С горки вниз, к берегу, бежал Пейся. Он остановился возле них, запыхавшийся и побледневший.
— Бежал, — тяжело дыша, сказал он, — боялся опоздать… — Он молча посмотрел на Шеру и улыбнулся: — А ты уже здесь… Слушайте, Сема, — заговорил он вдруг торжественно, — если вам понадобится шафер со стороны жениха, так я готов!
Шера засмеялась и, пригладив волосы, завязала косынку.
— Да, — уже отдохнул, — с азартом продолжал Пейся, — я готов подвести вас к венцу. У меня была такая история…
— У тебя всё истории! — улыбнулся Сема.
— Я был бы рад, чтоб эти истории не разлюбили меня, — вздохнув, ответил Пейся, — чтоб не успевала появиться одна, как уже другая толкала ее в спину.
— Закрой шею, Сема, — тихо сказала Шера.
— Да, мне пора, — повторил Сема и поправил котомку на спине.

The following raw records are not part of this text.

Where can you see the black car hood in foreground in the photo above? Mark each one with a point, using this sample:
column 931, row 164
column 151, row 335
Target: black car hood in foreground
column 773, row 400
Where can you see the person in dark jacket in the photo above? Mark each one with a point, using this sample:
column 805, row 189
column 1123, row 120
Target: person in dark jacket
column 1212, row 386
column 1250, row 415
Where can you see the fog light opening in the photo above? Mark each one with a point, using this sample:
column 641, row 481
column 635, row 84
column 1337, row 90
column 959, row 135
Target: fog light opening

— Одну минутку! — Пейся взял Сему под руку и отвел его в сторону. — Я тебе принес железу. — Он протянул удивленному Семе тяжелый кусок ржавого железа. — Пусть будет в кармане! Если что — ударяешь между глаз. Мне отец говорил, как убивают быков. Раз — и готово!
Сема спрятал «железу» в карман, посмотрел на разгоряченного Пейсю и впервые за долгие годы дружбы притянул его к себе и обнял:
— Будь здоров, Пейся!
— Будь здоров, Сема, — тихо ответил Пейся и опустил глаза. — Иди прощайся с ней! Я ничего не вижу…
…Через час проснулись в домах люди. С шумом отворялись ставни, падали, сбивая со стен штукатурку, тяжелые прогоны — новый день пришел в местечко. Сема был уже далеко. На высокой арбе трясся курьер комиссара. Он лежал, подложив котомку под голову, и смотрел на далекое серое небо. Медленно плыли за ним стаи густых темных туч — одни они, поднявшись с рассветом, провожали на станцию Сему.
Спрыгнув с арбы, Сема побежал на станцию. Жажда деятельности охватила его; чувство полной свободы, впервые пришедшее к нему, жгло и радовало. Бабушка, дом, Шера — все это осталось позади, и об этом не хотел и не мог думать Сема. Сейчас было одно — ехать! Он чувствовал себя бывалым человеком. Здесь уж никто не смотрел на Сему, никто не беспокоился о нем и никто не заметил прихода нового пассажира. Как и сотни других людей, суетящихся, ищущих кипяток, кого-то зовущих пронзительным свистом, он бестолково бегал по маленькому перрону, перескакивая через тела спящих и больных, расталкивал локтями себе дорогу и вместе с каким-то удалым парнем в черных, как у Полянки, клешах неистово кричал:
— Где эшалон? На какую путь эшалон?
Спрашивать было не у кого. В воздухе стоял тяжелый запах болезней, людского пота, голода и войны. Люди в измятых, залежанных шинелях, в кожанках, с винтовками, прыгающими за плечами, продавив узенькую дверь, вывалились на станцию. Какая-то женщина тут же, на земле, кормила грудью ребенка и смотрела на толпу спокойными, уже привыкшими ко всему глазами. Люди толкали злыми ногами ее узлы, перепрыгивали через нее, ругались, а она все сидела с ребенком на руках — одна тихая, одна неторопливая, а может быть, забытая или уставшая от сумасшедшего бега.